Other tech investments across Asia are also domestically focused. In China, these include Huohua Siwei, an education startup, and Xingsheng, a distribution system for groceries. Even Gojek, the Indonesian on-demand app operator, is mostly focused on its home market despite its expansion into other Southeast Asian markets, Shastry said.
Picking winners is becoming even more crucial as rival fund managers look to expand in Asia. Online education companies in China have been raking in capital amid the pandemic, including from KKR’s rivals. Prominent venture capital firms such as Sequoia that generally invest in the early stages of a startup have raised billions of dollars in the region to continue investing in later stages.
While the strategy of trying to find local champions may help shield KKR from political turmoil, the company may also miss out if companies continue to go global.
“We may temporarily go back to a risk-off mindset, which usually means back to core, which usually means a bias to local,” said Claudia Zeisberger, a Singapore-based professor of entrepreneurship at Insead business school. “But I don’t think it’s going to be sustainable. A global world will remain a global world.”
A booming IPO market for tech companies in the U.S. is also posing a challenge for private market investors. A string of U.S. tech companies recently went public at eye-popping valuations, drawing comparisons to the dot-com bubble in the late 1990s.
The prospects of a high valuation may prompt a founder to raise capital through an IPO instead of private investors.
KKR is cautious over whether the stock market rally will last. It believes the economic fallout from COVID will last for years, and that the massive government stimulus packages may eventually run out.
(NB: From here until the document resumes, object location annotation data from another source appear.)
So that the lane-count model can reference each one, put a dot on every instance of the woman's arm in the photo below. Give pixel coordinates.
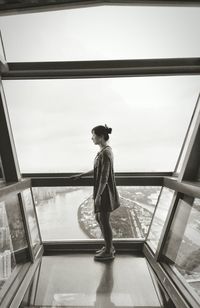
(106, 164)
(76, 177)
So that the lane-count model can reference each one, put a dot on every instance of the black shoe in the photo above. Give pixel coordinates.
(104, 248)
(104, 256)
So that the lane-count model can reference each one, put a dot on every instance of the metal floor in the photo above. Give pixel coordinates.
(76, 280)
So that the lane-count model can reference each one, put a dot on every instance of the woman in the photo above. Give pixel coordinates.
(105, 194)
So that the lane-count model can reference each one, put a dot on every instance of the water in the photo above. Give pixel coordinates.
(58, 216)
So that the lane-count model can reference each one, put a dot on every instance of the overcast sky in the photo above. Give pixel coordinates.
(52, 119)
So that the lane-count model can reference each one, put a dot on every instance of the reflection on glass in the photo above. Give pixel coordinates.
(127, 32)
(73, 106)
(34, 232)
(7, 258)
(67, 212)
(160, 217)
(188, 137)
(182, 249)
(15, 223)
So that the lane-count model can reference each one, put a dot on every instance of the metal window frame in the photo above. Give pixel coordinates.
(25, 7)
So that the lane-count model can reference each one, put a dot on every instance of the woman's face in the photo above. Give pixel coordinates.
(96, 139)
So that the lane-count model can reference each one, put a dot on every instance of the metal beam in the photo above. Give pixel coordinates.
(19, 7)
(102, 69)
(7, 147)
(88, 181)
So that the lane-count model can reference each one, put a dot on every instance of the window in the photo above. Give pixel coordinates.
(67, 212)
(182, 249)
(127, 32)
(159, 218)
(52, 121)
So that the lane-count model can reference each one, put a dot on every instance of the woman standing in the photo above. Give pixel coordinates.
(105, 194)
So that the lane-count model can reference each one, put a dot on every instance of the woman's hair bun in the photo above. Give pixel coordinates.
(108, 129)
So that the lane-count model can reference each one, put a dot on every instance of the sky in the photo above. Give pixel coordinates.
(52, 119)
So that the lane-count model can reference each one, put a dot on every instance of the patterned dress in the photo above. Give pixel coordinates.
(104, 181)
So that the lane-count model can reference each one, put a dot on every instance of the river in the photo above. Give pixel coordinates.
(58, 216)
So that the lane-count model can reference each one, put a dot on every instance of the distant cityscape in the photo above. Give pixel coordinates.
(6, 251)
(131, 220)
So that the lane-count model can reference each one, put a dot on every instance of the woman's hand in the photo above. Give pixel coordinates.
(97, 201)
(75, 177)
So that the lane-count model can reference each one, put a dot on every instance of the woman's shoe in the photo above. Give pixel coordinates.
(104, 256)
(104, 248)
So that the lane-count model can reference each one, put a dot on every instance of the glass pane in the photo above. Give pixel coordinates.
(160, 217)
(32, 221)
(52, 126)
(182, 247)
(67, 212)
(2, 56)
(127, 32)
(7, 258)
(15, 223)
(191, 128)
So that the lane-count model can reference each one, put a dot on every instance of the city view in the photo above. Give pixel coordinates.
(69, 211)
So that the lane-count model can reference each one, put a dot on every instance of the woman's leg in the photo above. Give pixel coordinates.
(97, 216)
(104, 218)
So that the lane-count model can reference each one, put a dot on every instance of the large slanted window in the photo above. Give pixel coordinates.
(103, 32)
(52, 121)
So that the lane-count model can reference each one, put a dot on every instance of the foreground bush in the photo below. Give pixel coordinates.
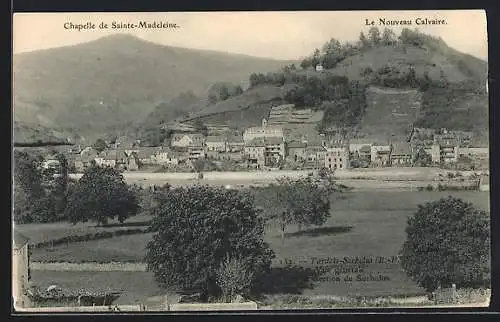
(101, 194)
(197, 228)
(448, 242)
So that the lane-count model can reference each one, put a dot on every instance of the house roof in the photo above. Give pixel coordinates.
(361, 141)
(146, 152)
(365, 148)
(235, 139)
(109, 154)
(296, 144)
(19, 240)
(215, 139)
(401, 148)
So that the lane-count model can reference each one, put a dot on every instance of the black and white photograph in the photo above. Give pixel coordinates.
(250, 161)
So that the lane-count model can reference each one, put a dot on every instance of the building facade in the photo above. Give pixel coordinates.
(401, 155)
(380, 155)
(20, 270)
(264, 131)
(337, 158)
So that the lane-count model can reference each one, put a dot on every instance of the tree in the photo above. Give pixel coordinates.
(422, 158)
(100, 145)
(101, 194)
(233, 278)
(316, 58)
(197, 228)
(332, 53)
(200, 126)
(61, 185)
(29, 192)
(303, 202)
(364, 42)
(388, 37)
(374, 36)
(199, 165)
(448, 242)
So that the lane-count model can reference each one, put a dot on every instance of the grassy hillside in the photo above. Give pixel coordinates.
(25, 133)
(449, 85)
(117, 79)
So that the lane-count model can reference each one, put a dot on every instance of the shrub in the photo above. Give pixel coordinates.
(99, 195)
(447, 242)
(234, 278)
(197, 227)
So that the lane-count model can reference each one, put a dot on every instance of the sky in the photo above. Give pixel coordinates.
(278, 35)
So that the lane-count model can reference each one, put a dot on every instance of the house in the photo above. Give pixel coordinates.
(474, 153)
(83, 162)
(434, 151)
(315, 155)
(51, 163)
(20, 270)
(125, 142)
(216, 143)
(131, 162)
(337, 158)
(89, 151)
(147, 155)
(448, 150)
(263, 131)
(166, 157)
(107, 158)
(401, 154)
(235, 143)
(196, 151)
(76, 149)
(274, 151)
(360, 148)
(296, 151)
(365, 152)
(187, 139)
(255, 152)
(380, 154)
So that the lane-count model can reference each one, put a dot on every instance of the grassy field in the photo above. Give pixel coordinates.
(45, 232)
(137, 287)
(362, 224)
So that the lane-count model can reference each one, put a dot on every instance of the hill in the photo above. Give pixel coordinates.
(25, 133)
(367, 88)
(117, 79)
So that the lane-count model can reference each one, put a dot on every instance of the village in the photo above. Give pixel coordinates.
(280, 143)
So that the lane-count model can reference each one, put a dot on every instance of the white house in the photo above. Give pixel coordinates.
(337, 158)
(20, 270)
(264, 131)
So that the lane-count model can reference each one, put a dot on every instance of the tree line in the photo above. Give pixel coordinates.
(211, 239)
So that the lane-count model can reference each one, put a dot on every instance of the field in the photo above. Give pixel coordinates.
(44, 232)
(363, 224)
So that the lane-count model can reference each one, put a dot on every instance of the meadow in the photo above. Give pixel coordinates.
(38, 233)
(364, 224)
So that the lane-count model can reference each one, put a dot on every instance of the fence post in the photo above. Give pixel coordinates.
(167, 305)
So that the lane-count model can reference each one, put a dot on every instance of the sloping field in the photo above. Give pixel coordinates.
(391, 109)
(260, 94)
(44, 232)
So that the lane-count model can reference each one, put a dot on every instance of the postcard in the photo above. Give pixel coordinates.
(250, 161)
Henry H. McVey, KKR’s head of global macro & asset allocation, has said he expects a “square root-shaped recovery” with US GDP possibly not returning to pre-COVID levels until early 2022. The forecast suggests that government stimulus — which is propping up economies and stock markets — will eventually lose steam.
“When you have so much government stimulus and interest rates are so low, it really does boost the public markets,” Shastry said. “But at the same time, there are many companies that are facing challenges that won’t have access to those public markets. I think that’s why private equity will end up playing an important role.”